Apologists for Shariah, the Islamic religious code, in liberal democracies take note. Right-wing Hungarian Prime Minister Viktor Orbán wants to replace liberal democracy with a “modernized version of Christian democracy”. Orban holds liberal democracy responsible for Hungary’s demographic decline and influx of immigrants.
“Christian democracy protects us from migration, defends the borders, supports the traditional family model of one man, one woman, considers the protection of our Christian culture as a natural thing,” he said, speaking on Hungarian radio on May 25.
Orbán was re-elected for a third successive term as prime minister in April on an anti-immigration plank. “We are working on building an old-school Christian democracy, rooted in European traditions…We believe in the importance of the nation and in Hungary we do not want to yield ground to any supranational business or political empire,” he said, according to a Reuters report.
“In Brussels nowadays, there are thousands of paid activists, bureaucrats and politicians working to have migration declared a fundamental human right. Therefore they want to deprive us of the right to decide for ourselves who we let in to the country and who we refuse entry to,” he said.
Our response to this changed world, the Hungarian people’s response, has been to replace the shipwreck of liberal democracy by building 21st-century Christian democracy. This guarantees human dignity, freedom and security, protects equality between men and women and the traditional family model, suppresses anti-Semitism, defends our Christian culture and offers our nation the chance of survival and growth.
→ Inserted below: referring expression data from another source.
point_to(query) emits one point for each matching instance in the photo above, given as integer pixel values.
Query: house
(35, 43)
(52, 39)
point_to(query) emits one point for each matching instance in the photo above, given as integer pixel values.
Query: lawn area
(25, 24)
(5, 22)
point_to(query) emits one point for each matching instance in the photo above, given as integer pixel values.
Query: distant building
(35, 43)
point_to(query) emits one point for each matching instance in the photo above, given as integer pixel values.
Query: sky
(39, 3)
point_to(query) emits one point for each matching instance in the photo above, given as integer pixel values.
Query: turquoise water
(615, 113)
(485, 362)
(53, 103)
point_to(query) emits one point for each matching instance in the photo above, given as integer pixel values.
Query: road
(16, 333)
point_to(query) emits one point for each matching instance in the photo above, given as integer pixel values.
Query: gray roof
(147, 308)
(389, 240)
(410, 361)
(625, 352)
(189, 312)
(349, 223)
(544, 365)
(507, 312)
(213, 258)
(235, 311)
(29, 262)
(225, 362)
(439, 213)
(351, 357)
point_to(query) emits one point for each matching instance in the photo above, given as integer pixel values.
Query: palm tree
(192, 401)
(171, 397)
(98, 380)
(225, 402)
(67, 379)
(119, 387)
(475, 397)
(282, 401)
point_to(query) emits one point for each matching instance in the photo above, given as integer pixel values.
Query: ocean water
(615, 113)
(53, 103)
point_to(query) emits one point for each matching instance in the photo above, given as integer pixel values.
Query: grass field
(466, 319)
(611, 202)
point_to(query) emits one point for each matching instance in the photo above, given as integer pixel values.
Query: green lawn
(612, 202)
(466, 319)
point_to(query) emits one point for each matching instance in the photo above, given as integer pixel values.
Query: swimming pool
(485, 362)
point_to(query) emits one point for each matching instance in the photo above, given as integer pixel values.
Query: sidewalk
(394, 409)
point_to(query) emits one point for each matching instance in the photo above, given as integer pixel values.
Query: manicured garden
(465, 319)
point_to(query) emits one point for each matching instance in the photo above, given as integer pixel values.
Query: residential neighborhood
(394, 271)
We are Christian democrats, and we want Christian democracy,” he said.
Often called a “dictator” and an “autocrat”, Orbán is known for his promotion of the idea of an “illiberal state”. This is how a Politico article describes it: “Inspired by the alleged successes of illiberal states like Russia, China, Turkey and Singapore, Orbán promises a new order that puts the collective goals of the Hungarian people—including the more than two million of them living in neighboring countries that were once part of the Hungarian Kingdom—ahead of the liberal goal of maximizing individual liberty.”